Ya desde la autobiográfica Linterna mágica me ha venido rondando la idea de hacer una película sobre los años jóvenes de mis padres, sobre los comienzos de su matrimonio, sus esperanzas, sus fracasos y sus buenas intenciones. Miro las fotografías y siento una fuerte atracción hacia esas dos personas que en casi todos los aspectos son tan diferentes de los seres medio esquivos y de míticas dimensiones que dominaron mi niñez y mi juventud.

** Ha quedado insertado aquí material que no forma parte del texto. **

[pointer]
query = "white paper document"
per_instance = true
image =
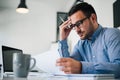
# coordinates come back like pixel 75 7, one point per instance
pixel 47 62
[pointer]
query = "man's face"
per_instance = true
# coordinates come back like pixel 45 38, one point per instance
pixel 86 28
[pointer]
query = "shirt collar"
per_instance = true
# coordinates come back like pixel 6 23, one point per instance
pixel 96 33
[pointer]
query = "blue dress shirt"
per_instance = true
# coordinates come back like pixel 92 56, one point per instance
pixel 99 55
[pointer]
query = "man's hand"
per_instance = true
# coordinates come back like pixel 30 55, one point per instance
pixel 64 30
pixel 69 65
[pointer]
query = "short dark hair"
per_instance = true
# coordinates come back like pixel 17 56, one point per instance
pixel 86 8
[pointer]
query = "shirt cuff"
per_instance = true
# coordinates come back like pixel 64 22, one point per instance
pixel 63 43
pixel 87 67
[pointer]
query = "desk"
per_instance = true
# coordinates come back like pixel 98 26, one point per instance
pixel 44 76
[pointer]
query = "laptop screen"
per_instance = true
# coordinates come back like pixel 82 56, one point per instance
pixel 7 54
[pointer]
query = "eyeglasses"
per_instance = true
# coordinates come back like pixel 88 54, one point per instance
pixel 78 23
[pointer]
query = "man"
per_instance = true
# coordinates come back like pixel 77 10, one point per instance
pixel 97 51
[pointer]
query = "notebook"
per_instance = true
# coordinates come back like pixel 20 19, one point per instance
pixel 7 58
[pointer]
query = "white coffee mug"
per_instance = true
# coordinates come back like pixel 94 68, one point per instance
pixel 21 64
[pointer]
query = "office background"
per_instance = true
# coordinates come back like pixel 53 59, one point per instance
pixel 34 32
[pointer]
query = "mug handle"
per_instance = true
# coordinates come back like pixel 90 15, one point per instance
pixel 34 63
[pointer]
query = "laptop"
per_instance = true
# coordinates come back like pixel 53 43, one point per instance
pixel 7 58
pixel 46 62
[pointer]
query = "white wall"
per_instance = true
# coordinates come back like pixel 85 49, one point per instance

Puesto que el cine y la imagen son mi forma especial de expresarme, empecé a dibujar de modo bastante vago un modelo de acción basado en testimonios, documentos y, como ya he dicho, fotografías. En mi representación anduve por las calles de Upsala cuando Upsala era una pequeña ciudad universitaria, apartada y medio dormida. Estuve en Dufnäs, en Dalecarlia, cuando Vároms, la finca de veraneo de mis abuelos maternos, era todavía un paraíso especial e ilusorio alejado de las carreteras.
Escribí como estoy acostumbrado a hacerlo desde hace cincuenta años: de forma dramática, cinematográfica. En mi representación los actores pronunciaban sus réplicas en un escenario intensamente iluminado, rodeados de unos decorados algo difuminados pero maravillosamente claros. En el centro de esta notable puesta en escena se movían mi madre y mi padre personificados por Pernilla Östergren y Samuel Fröler.
No pretendo afirmar que siempre he sido respetuoso con la verdad en mi narración. He exagerado, añadido, quitado y cambiado el orden, pero, como suele ocurrir en este tipo de juegos, el juego ha resultado seguramente más claro que la realidad.
Como, sin el menor asomo de amargura, sabía que no iba a dirigir mi saga, fui más minucioso que de ordinario en mis descripciones, hasta en las de detalles bastante insignificantes, incluso en cosas que nunca podría registrar una cámara. Salvo, tal vez, como sugerencias a los actores.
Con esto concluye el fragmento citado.